THE DOUBLE-EDGED EFFECT OF GASTRIN ON GLIOMA PROGRESSION

The hallmark of malignancy is the capacity of tumors to invade and metastasize. In solid epithelial tumors the invasive program is switched on at a point in progression preceded by carcinoma in situ and may be triggered in response to a combination of signals generated by the tumor cells, stromal cells, or a combination of both. Malignancies of the central nervous system (CNS) represent a somewhat special case for students of tumor pathophysiology. The pattern spread of tumors arising in the central nervous system is different than that of most tumors arising in solid organs. Tumors with a very bland cytological appearance can infiltrate the brain and disseminate at considerable distances. This behavior makes surgical intervention palliative at best. The most malignant tumors of the CNS, those that grow fast and are composed of cells exhibiting marked pleomorphism, very rarely metastasize outside the central nervous system. Distant spread, when it occurs, is almost certainly facilitated by intervention. Inside this issue, Lefranc et al begin to address which factors modulate the locally invasive phenotype of tumors derived from glial cells (Lab Invest 2002, 82: 1241–1252). Their work shows that gastrin, a brain neuropeptide, influences astrocytic tumor cell migration by decreasing motility and invasiveness of glial cells in an in vitro assay. The effect is dependent upon the presence of a specific receptor and is partly mediated through a decrease in expression of RhoA small GTPase. In vitro preincubation of tumor cells with gastrin slows the growth of cells stereotactically implanted in the rat's brain, indicating that the effect is biologically significant.
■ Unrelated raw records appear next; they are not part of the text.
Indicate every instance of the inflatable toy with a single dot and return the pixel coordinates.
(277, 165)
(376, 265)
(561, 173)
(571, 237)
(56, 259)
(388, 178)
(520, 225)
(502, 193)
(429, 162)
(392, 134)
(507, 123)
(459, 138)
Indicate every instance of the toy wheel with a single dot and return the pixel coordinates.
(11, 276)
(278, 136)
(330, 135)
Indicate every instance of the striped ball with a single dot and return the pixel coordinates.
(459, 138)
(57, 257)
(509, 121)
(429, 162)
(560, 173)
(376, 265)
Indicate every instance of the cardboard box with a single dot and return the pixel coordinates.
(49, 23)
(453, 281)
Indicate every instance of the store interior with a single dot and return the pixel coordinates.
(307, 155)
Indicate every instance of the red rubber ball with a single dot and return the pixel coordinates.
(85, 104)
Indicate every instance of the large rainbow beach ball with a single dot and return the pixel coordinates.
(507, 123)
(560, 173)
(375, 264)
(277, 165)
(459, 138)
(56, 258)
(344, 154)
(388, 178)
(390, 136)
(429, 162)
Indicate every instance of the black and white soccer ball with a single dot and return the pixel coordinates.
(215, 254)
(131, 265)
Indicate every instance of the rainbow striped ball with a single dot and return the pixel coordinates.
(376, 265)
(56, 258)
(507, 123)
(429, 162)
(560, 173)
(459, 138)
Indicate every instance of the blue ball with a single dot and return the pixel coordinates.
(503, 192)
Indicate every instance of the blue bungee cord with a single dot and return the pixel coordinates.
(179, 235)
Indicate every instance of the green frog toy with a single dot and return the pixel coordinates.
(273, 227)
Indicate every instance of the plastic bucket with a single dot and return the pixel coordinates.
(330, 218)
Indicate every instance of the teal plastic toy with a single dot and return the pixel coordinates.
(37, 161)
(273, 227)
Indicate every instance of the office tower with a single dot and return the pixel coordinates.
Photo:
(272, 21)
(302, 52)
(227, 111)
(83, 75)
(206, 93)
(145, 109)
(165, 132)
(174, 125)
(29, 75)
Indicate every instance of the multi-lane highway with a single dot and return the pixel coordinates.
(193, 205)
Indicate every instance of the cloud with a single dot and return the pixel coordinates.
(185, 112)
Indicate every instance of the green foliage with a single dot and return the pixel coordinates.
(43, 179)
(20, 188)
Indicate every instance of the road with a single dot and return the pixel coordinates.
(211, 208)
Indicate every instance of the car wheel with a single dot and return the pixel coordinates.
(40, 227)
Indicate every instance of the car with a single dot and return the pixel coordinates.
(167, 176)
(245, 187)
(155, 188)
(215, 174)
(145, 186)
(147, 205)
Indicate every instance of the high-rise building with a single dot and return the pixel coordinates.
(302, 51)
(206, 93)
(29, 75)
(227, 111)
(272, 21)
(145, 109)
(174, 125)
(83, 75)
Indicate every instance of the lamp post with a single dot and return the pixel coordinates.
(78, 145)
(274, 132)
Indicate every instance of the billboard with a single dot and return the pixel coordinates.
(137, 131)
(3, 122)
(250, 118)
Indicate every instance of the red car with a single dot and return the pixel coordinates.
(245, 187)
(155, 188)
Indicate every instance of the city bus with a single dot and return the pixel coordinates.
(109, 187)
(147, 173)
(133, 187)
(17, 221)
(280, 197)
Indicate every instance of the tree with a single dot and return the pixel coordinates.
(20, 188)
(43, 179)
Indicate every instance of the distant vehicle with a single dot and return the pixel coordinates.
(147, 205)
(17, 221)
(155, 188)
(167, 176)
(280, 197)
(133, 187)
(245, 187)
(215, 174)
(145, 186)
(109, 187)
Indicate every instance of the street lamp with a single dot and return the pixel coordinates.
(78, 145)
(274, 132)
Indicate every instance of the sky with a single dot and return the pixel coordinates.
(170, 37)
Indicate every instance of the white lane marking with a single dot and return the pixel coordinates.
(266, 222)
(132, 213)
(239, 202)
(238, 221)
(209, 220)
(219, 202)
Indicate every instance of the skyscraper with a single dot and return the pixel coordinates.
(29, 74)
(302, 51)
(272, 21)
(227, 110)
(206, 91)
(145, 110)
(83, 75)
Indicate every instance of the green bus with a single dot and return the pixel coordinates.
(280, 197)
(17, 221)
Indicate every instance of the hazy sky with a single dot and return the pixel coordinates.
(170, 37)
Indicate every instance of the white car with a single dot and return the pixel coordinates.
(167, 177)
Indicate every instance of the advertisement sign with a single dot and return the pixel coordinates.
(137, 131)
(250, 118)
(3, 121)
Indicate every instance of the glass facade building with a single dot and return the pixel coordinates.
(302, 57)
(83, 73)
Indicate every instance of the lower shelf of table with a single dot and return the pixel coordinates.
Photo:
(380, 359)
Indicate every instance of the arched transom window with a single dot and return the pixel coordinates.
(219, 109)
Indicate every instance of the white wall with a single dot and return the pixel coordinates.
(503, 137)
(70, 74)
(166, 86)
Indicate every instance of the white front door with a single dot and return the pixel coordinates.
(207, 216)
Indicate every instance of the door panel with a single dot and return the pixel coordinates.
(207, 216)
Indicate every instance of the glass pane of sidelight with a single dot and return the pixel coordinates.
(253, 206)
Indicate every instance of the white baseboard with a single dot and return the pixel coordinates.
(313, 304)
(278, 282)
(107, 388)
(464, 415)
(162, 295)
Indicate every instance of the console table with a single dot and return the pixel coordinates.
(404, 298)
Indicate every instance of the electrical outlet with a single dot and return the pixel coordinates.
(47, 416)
Lefranc et al go on to show that, at least in some instances, gastrin not only influences the motility of tumor cells of glial origin but is also capable of exerting an immunomodulatory effect on the immune system of the recipient animal. Thus, it seems that gastrin can slow the progression of glial neoplasms by a double mechanism acting on independent facets of tumor progression.